The bats will sleep in your attic during the day and go out and hunt mosquitos at night. I'd be gald to have them.


----------



## noquacks (Jun 5, 2010)

good point- well, then better to pour in morning. My reason for pouring at evening wasnt so much to get them at that time but more to the point that ammonia in daytime will evaporate way faster. Pour all day long, if you have to.


----------



## gobug (Jul 13, 2012)

I had to deal with bats often. There are factors in how to deal with your problem. 

I suggest you forget the chemical approach. Don't you think you will breath some of what you put in the attic?

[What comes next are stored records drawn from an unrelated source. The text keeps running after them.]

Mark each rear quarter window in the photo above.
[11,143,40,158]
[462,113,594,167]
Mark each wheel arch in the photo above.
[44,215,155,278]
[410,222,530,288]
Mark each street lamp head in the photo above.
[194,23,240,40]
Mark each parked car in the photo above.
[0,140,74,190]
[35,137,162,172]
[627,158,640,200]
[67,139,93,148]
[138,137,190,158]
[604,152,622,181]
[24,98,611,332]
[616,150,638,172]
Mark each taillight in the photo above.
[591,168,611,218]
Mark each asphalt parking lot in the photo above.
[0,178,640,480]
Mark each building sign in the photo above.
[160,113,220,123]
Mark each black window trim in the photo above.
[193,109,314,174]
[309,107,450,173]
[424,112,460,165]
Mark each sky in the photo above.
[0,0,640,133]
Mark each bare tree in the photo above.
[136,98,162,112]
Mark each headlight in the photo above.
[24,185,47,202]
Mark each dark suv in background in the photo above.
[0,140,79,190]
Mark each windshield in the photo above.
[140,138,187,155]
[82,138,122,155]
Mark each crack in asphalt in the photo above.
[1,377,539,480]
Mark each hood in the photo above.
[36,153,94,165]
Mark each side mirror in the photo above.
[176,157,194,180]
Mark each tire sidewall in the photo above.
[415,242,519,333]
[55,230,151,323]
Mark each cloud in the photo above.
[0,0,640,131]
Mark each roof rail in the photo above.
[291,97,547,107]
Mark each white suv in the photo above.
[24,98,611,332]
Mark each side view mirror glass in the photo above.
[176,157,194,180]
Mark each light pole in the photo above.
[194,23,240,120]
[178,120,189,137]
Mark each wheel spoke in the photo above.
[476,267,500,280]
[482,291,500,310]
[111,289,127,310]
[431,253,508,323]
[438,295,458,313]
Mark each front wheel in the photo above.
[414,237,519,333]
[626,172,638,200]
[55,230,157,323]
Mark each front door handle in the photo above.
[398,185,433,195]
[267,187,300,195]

Where are you located? It is likely the bats are migratory, unless you live in the south. 

What kind of bats are they? If you paid for bat control, they should know. I suspect the new baby bats are flying now. So they won't be locked in the attic if you can close the door while they are out at night.

If the bats are migratory, I suggest you do nothing but watch until October (if that is when they head south). In the meantime, go outside at dusk with a lawn chair and watch where they exit the attic. 

After they migrate, go into the attic in the day and look for where light comes into the attic. That is a likely doorway for the bats. Close it. I used copper sock. Although I bought long rolls (like 400'), it is available on Ebay in smaller quantities. If you look closely, you can see their entries because they have an oily fur and leave a mark. 

Bats can squeeze through a 1/4 inch gap. Not only are chimneys and valleys a risk, but shake roofs can create complex pathways for the bats. Attic air vents can also be an entry point.

Another thought is that bats are good. If they are helping you with pest control, maybe you could provide them with an alternate habitat. They are long lived and bring their families to their summer home (yours) repeatedly. Close their doors, but provide an alternate home, even if it is temporary.

Good luck
Gary

What kind of roof or architecture do you have? Multiple visits from batman confuses me. How big is your house?


----------



## noquacks (Jun 5, 2010)

gobug said:


> I suggest you forget the chemical approach. Don't you think you will breath some of what you put in the attic?


No. Besides, ammonia trace vapors are not considered harmful. I advised poster to use 10% industrial, cuz thats whats AVAILABLE to avg consumer. But, I didnt use that- I used concentrated 29%, which is NOT available to normal consumer, and believe me, that 3X stronger, and packs a punch no Paul Bunyan would be able to get up after being knocked down from a wif of it. Still, I didnt smell any of it when placed in my attic. 

***** dissappeared, though. They had to.


----------



## robut (Aug 22, 2007)

*surprise find " bats dead "*

Now I'm not saying this will work for all but I just had a new find one hour ago
Grand kids keep hearing things in the attic and can't sleep !
Me I'm 75 years old and my hearing has gone to pot.
So I decided to set a couple of mouse traps right near the small ease way 18" x 18" board to enter the attic.Well a couple of years ago I had put decon bags and four of those glue traps around the hole entrance. of course I forgot about them.
Well when I lifted the wood board and peered into the local area I found all four of my glue sticky traps each had a bat in it.
I was really surprised for these were not intended for bats ,But what can I say!
I have four dead bats.
So give it a try there cheep And why the bats liked them I have no idea perhaps they drew bugs and the bats went after the bugs.
what have you to lose. a couple of bucks
oh I for got I through about 8 of those green blocks around through out the back of the attic too years ago.

Deck hand


----------



## nanuk (Aug 14, 2011)

deck hand said:


> what have you to lose...
> 
> Deck hand


YOUR SOUL...

if you want to give bats an agonizing death


----------



## robut (Aug 22, 2007)

nanuk said:


> YOUR SOUL...
> 
> if you want to give bats an agonizing death


 Your right it is a nasty way to die even for a bat.
I new a kid that died in 1949 from Rabies that was a long death too
traps and a quick death is best.
deck hand


----------



## Live_Oak (Aug 22, 2013)

What's so hard about waiting until dusk for them to leave and watching how they exit the house and then sealing up those holes? :confused1: If you're my 90 year old mother, maybe you can't get into the attic, but heck, even I can do that!


----------



## md2lgyk (Jan 6, 2009)

We have a bat issue, though only occasionally and not a very large one as only a portion of our house has an attic. I generally solve the problem with a pistol and bird shot. I'm sure the PETA freaks wouldn't approve, but I don't care. And I'm about to start on the squirrels.


----------



## noquacks (Jun 5, 2010)

original poster hasnt repiled . maybe the ammonia worked (?)harmless, cheap, works.


----------